On April 14, the DOL released its draft rules in the form a 1,000+ page “Notice of Proposed Rulemaking” (NPRM). The current proposal is seen by many in the industry as an improvement on changes suggested by the DOL in 2010. The earlier plan was withdrawn for further analysis after some stakeholders, including the Securities Industry and Financial Markets Association (SIFMA) and members of Congress, expressed concern that all of the issues were not fully addressed.
Fiduciary Definition and Differing Protections
The basis of the DOL proposal stems from who is considered a fiduciary, or trustee, and differences in fiduciary protections. For example, a fiduciary is required to impartially manage a traditional pension or defined benefit plan to make sure there will be sufficient funds to pay benefits under the plan. In a 401(k) plan, the employer is one of the fiduciaries, choosing investment options that will be offered to employees participating in the plan. All ERISA fiduciaries must act solely in the best interests of the plan participants.
However, IRA and other retirement investors are missing this type of assurance. Many investors look to financial advisers for their expertise in choosing investment products. These advisers-who are currently broadly defined under ERISA and the Internal Revenue Code-can be anyone from brokers to insurance agents, registered investment advisers to financial planners, and are all subject to differing standards.
Many advisers are alleged to have conflicts of interest when offering investment advice, since they can earn payments from recommending certain funds that may not be the most prudent choice for their clients. Also, consumer advocates claim that hidden fees and disclaimers can result in high costs and lower returns for investors.
The proposal revises the longstanding regulation on who is an ERISA fiduciary to more retirement advisers, investment managers and broker dealers and further protects retirement savings. The DOL believes it has put forth a proposed regulatory package that is balanced in terms of increasing protections while minimizing disruptions to good market advice.
The proposed DOL fiduciary rule seeks to accomplish the following:
• Require more retirement investment advisers to put their client’s best interest first, by expanding the types of retirement investment advice.
• Make more advisers fiduciaries and ensure they are held accountable to their clients if they provide advice that is not in their clients’ best interest.
• Preserve access to retirement education.

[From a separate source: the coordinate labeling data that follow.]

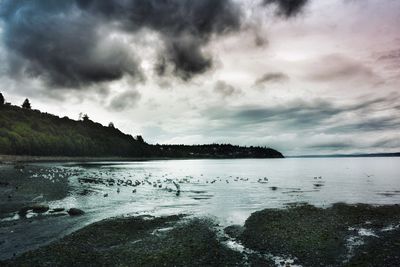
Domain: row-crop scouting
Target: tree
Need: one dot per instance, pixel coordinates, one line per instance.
(139, 138)
(85, 117)
(26, 104)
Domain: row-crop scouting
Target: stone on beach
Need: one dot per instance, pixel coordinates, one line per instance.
(75, 212)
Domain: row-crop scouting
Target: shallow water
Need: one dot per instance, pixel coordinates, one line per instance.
(228, 190)
(232, 189)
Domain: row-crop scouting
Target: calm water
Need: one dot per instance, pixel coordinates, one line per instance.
(227, 190)
(231, 190)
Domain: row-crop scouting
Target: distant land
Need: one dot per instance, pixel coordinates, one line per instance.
(27, 132)
(372, 155)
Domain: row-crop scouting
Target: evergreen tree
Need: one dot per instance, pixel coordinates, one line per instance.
(26, 104)
(85, 117)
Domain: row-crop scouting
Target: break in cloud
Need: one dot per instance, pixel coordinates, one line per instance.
(186, 71)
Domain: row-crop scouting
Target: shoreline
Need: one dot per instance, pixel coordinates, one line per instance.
(12, 159)
(340, 235)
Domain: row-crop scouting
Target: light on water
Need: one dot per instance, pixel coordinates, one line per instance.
(226, 190)
(231, 190)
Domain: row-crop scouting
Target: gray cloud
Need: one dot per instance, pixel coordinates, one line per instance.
(226, 90)
(64, 41)
(317, 115)
(272, 77)
(287, 8)
(337, 67)
(125, 100)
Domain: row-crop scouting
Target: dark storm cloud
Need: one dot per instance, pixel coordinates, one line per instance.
(312, 115)
(271, 77)
(337, 67)
(64, 41)
(226, 90)
(332, 145)
(125, 100)
(287, 8)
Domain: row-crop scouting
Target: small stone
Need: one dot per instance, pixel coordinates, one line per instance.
(75, 212)
(39, 208)
(57, 210)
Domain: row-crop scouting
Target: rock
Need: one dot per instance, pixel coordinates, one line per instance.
(234, 231)
(39, 208)
(57, 210)
(75, 212)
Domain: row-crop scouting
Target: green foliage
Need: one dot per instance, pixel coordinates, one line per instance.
(26, 104)
(30, 132)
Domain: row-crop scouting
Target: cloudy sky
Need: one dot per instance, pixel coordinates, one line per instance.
(304, 77)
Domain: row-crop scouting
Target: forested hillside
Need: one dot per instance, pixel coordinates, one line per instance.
(30, 132)
(24, 131)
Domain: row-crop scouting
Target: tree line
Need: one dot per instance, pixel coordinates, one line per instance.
(24, 131)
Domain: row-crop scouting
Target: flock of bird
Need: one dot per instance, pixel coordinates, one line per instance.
(120, 179)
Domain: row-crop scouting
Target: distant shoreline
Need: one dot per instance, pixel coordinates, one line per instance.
(10, 159)
(373, 155)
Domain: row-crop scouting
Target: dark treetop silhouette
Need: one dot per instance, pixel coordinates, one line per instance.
(24, 131)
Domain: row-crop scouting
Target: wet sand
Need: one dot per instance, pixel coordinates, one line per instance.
(301, 235)
(44, 234)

• Distinguish “order-taking” as a non-fiduciary activity.
• Carve out sales pitches to plan fiduciaries with financial expertise.
• Commit the firm and adviser to providing advice in the client’s best interest.
• Warrant that the firm has adopted policies and procedures designed to mitigate conflicts of interest.
• Disclose any conflicts of interest-like hidden fees often buried in the fine print or backdoor payments that might prevent the adviser from providing advice in the client’s best interest-clearly and prominently.
Because this proposal will affect millions of IRA savers and retirement participants, the DOL is welcoming feedback during this period of public comment. This process provides many opportunities for the public to contribute including written comments and oral testimony. The proposal is subject to change based on this input.
In May, the DOL granted a 15-day extension to its original 75-day comment period, giving stakeholders a total of 90 days to record their feedback. Public hearings will take place during the week of August 10.
After reviewing all the comments, the DOL will determine what to include in a final rule and in the final exemptions. Even if the DOL ultimately issues a final rule and final exemptions, they will not make it effective immediately and probably not until sometime in 2016. Finally, it’s important to keep in mind that while this proposal expands the universe of who is a fiduciary, ERISA’s fiduciary duties are long established and well known.